Conservationists say the legal protection is an important step that will enable the species to spread naturally across the country.

Beavers create new wetlands, which support otters, water voles and dragonflies, and help to regulate flooding and reinvigorate woodland, according to the Scottish Wildlife Trust.

Chief executive Jo Pike said: “Beavers are unrivalled as ecosystem engineers. They have the potential to greatly increase the health and resilience of our natural environment by creating new habitats.

“Granting beavers protected status is an important milestone for the return of the species to Scotland’s lochs and rivers. It follows decades of work by countless organisations and individuals to demonstrate the positive impacts that beavers can have.”

Barbara Smith, chief executive of the Royal Zoological Society of Scotland, hailed it as a “historic day for Scotland”.
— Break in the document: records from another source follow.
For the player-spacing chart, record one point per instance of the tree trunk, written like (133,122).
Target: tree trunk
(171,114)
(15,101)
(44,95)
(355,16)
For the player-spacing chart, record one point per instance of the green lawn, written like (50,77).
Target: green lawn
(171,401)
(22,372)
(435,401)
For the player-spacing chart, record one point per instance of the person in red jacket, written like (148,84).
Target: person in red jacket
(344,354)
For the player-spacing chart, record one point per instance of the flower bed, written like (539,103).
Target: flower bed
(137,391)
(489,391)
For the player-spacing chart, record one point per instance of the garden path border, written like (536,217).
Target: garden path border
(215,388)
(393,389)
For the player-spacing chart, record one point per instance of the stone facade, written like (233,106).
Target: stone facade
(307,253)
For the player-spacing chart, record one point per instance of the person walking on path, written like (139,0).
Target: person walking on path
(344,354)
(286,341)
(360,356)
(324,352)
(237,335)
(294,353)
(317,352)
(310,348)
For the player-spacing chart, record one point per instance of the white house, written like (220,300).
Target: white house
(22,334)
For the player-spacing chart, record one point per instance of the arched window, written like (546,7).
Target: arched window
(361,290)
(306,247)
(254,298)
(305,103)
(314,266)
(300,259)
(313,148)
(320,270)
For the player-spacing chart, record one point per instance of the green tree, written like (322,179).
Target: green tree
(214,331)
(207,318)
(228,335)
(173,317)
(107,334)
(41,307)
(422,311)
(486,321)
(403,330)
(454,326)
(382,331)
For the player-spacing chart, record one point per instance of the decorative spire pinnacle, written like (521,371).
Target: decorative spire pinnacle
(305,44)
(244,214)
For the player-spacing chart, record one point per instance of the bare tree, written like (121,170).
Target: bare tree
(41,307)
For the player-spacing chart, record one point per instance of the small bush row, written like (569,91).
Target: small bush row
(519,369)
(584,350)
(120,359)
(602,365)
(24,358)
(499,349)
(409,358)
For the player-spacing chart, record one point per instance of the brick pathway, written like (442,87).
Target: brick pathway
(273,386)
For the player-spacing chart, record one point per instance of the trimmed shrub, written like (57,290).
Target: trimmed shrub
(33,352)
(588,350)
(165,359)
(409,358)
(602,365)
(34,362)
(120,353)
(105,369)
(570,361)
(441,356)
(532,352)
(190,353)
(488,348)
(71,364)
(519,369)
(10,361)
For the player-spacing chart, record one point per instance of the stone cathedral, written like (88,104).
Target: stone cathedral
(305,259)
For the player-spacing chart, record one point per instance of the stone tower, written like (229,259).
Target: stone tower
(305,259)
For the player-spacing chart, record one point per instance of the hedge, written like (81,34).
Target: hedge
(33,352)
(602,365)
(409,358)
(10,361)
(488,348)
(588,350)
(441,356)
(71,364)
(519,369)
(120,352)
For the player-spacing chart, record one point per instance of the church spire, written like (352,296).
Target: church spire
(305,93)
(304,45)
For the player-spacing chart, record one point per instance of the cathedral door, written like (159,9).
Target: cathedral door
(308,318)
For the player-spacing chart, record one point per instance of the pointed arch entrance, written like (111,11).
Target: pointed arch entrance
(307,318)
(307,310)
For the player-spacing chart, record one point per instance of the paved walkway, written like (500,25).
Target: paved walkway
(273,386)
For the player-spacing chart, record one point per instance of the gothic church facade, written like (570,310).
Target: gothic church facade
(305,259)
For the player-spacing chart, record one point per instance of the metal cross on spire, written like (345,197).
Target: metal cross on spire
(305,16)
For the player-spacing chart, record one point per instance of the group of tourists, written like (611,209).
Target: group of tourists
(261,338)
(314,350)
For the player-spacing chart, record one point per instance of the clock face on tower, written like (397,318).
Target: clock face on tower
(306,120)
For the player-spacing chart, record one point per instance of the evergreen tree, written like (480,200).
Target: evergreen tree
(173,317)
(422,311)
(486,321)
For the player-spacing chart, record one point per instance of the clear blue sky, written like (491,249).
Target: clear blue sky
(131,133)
Beavers offer widespread ecological and social benefits, including increasing biodiversity, reducing flood risk and creating new opportunities for wildlife tourism.

However, their reappearance has sparked conflict due to their impact on agricultural land and damage to valuable trees. Dozens – including pregnant and nursing females – have been shot as a result.
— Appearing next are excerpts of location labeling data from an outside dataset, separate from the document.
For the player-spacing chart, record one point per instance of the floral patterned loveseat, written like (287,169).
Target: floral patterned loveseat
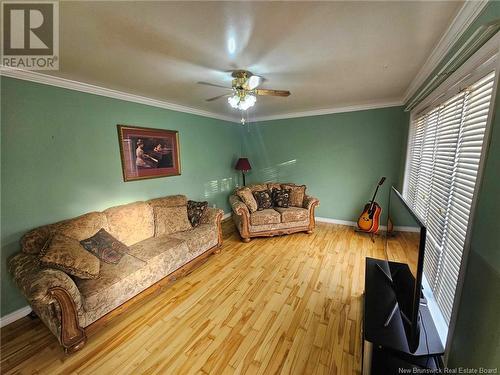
(273,221)
(68,305)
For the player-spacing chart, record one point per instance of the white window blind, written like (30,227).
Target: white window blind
(444,151)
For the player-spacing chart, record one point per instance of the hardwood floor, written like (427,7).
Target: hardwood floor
(289,305)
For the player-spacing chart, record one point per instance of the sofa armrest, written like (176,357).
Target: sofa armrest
(309,202)
(53,296)
(239,208)
(35,281)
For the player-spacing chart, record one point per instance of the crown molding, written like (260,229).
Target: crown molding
(328,111)
(46,79)
(466,15)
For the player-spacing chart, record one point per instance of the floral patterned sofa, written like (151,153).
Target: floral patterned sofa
(273,221)
(69,305)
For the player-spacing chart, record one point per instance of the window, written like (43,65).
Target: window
(444,151)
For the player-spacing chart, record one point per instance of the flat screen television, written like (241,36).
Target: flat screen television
(405,245)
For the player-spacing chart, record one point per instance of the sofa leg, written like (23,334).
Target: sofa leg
(73,337)
(76,347)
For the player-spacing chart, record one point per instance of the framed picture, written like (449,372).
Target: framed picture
(148,153)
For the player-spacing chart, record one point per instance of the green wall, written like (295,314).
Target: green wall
(340,157)
(60,158)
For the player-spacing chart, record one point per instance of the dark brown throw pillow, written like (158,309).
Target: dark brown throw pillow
(104,246)
(281,197)
(195,212)
(264,199)
(297,194)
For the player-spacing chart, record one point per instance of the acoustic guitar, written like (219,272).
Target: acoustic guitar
(369,219)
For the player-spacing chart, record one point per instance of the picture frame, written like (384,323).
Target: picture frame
(148,152)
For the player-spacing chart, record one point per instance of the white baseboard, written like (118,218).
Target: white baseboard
(13,316)
(335,221)
(354,224)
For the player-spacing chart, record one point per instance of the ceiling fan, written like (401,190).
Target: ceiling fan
(244,90)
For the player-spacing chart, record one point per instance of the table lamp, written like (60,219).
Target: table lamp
(244,166)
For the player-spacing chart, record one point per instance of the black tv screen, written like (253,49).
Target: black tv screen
(405,244)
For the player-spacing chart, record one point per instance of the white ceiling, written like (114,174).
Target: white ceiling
(328,54)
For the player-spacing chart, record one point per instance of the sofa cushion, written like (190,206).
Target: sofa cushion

NFU Scotland stressed that management and licensing schemes for the species must be “workable” and let land workers deal with problems.

Member Angus MacFadyen, who farms in Argyll, said: “Beavers can have negative impacts, especially when they occur in highly productive agricultural areas. As such, the beaver population is already causing many farmers great concern because of the way that beavers can undermine river banks and flood banks and potentially impede farmland drainage.”